Discussion:
API change suggestions for metrics module
(too old to reply)
Mathieu Blondel
2010-10-12 04:54:51 UTC
Permalink
Hello,

In the metrics module, the function precision_recall(y, probas_)
currently outputs the precision/recall pairs for different probability
thresholds. This is only one possible criterion for plotting the
precision/recall curve so I suggest renaming it to
precision_recall_curve(y, probas_) and add the function
precision_recall(y_true, y_pred).

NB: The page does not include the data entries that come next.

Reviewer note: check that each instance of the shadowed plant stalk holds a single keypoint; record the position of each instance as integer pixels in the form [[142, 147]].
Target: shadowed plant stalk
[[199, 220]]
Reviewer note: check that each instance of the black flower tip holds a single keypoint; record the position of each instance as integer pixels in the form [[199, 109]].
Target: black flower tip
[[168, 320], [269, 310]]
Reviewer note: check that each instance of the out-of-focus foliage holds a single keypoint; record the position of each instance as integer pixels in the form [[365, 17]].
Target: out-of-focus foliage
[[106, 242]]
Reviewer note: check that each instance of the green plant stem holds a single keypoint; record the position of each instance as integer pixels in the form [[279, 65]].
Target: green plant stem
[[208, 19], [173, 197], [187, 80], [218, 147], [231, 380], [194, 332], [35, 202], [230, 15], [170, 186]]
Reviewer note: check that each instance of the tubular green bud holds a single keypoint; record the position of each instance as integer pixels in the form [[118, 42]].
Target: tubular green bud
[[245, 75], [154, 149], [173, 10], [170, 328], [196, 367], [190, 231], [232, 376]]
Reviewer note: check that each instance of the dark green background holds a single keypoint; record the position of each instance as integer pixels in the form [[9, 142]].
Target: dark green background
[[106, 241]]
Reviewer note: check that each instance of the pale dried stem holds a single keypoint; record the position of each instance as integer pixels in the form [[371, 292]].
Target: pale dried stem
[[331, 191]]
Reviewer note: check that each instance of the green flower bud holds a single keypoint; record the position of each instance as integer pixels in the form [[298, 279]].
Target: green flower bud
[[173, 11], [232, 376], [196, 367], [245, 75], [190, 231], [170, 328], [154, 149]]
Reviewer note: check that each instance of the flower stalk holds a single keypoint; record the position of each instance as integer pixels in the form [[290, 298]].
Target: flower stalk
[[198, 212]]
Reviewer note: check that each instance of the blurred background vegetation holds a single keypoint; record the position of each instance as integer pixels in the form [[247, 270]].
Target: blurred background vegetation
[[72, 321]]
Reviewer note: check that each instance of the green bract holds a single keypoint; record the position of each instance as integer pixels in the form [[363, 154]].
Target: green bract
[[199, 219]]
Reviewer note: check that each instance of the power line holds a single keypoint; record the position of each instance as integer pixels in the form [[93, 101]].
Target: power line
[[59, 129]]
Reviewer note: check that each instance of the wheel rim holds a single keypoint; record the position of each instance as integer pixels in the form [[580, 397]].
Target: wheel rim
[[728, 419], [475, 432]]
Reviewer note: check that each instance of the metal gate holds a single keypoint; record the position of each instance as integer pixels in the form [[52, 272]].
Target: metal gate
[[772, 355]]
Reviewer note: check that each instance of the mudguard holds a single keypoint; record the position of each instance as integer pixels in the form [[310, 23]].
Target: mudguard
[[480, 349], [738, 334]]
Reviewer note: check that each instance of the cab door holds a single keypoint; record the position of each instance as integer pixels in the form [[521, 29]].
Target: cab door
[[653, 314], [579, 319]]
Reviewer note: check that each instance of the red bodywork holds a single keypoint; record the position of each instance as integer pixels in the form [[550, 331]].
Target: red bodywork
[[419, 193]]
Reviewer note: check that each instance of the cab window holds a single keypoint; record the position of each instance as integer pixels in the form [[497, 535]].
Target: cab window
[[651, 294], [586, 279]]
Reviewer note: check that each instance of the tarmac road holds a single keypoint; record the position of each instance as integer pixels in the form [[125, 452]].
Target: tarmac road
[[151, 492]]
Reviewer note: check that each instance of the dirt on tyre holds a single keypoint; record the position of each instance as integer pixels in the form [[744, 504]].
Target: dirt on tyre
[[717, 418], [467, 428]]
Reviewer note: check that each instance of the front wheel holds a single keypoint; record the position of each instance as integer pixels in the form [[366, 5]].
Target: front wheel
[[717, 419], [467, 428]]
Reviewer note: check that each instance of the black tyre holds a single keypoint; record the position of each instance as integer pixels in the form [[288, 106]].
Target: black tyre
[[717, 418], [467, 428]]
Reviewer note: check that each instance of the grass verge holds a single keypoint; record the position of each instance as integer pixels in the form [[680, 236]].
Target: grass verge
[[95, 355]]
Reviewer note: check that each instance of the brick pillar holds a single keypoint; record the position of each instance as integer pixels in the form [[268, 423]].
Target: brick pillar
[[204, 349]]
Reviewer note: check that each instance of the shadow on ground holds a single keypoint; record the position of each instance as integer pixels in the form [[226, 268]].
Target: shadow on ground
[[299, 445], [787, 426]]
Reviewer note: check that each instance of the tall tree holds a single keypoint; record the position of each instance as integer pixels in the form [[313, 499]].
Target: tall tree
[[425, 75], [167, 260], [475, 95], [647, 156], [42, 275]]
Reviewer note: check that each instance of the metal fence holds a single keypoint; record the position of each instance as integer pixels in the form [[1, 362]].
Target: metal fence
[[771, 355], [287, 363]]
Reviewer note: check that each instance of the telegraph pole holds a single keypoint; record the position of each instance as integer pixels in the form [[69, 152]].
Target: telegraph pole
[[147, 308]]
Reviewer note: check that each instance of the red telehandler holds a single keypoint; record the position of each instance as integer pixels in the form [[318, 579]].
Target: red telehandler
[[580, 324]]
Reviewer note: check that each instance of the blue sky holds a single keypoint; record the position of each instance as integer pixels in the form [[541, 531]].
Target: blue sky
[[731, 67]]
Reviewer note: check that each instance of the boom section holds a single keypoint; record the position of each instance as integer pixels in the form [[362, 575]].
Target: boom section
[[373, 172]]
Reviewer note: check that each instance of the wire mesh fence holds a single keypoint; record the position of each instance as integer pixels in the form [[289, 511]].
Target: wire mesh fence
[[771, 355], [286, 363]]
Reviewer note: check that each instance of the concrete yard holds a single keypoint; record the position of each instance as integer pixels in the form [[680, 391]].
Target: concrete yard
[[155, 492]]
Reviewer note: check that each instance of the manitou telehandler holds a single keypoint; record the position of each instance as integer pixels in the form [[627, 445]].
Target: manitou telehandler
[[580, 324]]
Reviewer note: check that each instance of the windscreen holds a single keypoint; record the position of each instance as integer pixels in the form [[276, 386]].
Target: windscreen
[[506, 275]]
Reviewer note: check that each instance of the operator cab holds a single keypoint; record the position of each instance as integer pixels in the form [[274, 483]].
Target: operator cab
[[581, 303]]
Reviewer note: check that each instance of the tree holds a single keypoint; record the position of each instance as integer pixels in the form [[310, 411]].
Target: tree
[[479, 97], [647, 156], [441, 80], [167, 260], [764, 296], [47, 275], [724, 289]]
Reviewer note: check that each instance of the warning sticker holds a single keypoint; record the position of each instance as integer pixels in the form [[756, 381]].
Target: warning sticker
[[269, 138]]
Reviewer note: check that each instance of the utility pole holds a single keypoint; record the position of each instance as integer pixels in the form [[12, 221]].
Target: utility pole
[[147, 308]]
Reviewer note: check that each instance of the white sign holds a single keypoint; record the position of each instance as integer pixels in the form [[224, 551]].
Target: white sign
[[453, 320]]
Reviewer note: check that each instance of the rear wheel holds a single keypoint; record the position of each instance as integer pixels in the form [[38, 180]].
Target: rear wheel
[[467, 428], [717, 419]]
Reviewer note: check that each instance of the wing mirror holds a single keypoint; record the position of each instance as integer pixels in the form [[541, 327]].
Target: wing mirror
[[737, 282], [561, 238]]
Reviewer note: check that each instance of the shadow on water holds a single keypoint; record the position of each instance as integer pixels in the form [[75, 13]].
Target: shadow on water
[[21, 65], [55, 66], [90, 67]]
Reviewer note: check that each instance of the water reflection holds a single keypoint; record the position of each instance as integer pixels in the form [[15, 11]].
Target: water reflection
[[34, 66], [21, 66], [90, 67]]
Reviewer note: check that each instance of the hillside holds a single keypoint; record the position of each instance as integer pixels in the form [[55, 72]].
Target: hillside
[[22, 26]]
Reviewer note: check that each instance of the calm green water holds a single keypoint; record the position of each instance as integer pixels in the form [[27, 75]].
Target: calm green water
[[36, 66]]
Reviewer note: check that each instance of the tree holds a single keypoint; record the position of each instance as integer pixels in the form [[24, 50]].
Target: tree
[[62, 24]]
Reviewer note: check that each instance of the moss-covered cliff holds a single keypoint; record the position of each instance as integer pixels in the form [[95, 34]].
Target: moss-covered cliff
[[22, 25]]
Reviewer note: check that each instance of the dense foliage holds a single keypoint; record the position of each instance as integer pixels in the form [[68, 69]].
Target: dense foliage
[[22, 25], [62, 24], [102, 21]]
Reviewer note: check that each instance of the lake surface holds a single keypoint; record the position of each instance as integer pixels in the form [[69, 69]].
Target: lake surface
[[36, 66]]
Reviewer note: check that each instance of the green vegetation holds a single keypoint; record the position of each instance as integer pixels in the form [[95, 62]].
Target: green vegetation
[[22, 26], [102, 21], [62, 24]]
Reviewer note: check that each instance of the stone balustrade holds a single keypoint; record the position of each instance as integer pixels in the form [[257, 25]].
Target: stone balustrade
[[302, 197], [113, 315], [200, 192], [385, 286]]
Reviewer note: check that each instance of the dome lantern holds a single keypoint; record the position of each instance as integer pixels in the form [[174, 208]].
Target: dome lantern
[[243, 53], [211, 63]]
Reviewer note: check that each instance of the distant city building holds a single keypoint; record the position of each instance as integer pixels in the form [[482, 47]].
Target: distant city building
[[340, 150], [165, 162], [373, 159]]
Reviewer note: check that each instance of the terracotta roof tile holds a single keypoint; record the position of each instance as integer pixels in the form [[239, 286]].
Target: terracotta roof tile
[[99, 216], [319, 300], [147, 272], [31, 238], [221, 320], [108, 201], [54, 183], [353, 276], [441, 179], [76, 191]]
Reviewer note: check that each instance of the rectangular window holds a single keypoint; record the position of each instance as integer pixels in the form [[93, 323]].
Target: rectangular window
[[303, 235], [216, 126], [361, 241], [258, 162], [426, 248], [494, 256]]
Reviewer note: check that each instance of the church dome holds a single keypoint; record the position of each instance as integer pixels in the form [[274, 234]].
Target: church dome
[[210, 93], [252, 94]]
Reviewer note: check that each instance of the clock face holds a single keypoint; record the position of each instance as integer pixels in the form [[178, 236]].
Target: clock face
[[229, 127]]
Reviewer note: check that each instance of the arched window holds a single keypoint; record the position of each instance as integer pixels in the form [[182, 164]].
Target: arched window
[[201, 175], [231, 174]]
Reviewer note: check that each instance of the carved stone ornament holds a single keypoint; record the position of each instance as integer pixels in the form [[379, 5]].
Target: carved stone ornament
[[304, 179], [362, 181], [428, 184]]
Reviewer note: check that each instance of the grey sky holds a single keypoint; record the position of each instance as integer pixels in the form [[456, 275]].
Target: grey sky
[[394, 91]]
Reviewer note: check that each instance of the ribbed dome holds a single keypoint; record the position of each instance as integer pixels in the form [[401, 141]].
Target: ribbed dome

This will be a useful utility for
plotting the precision/recall curve against other criteria (e.g., the
value of a hyperparameter). See below for the patch of what I'm
proposing. In addition, the code works in the multi-label setting too.
See below for a test that shows what I mean.

A similar change can be done for the ROC curve function.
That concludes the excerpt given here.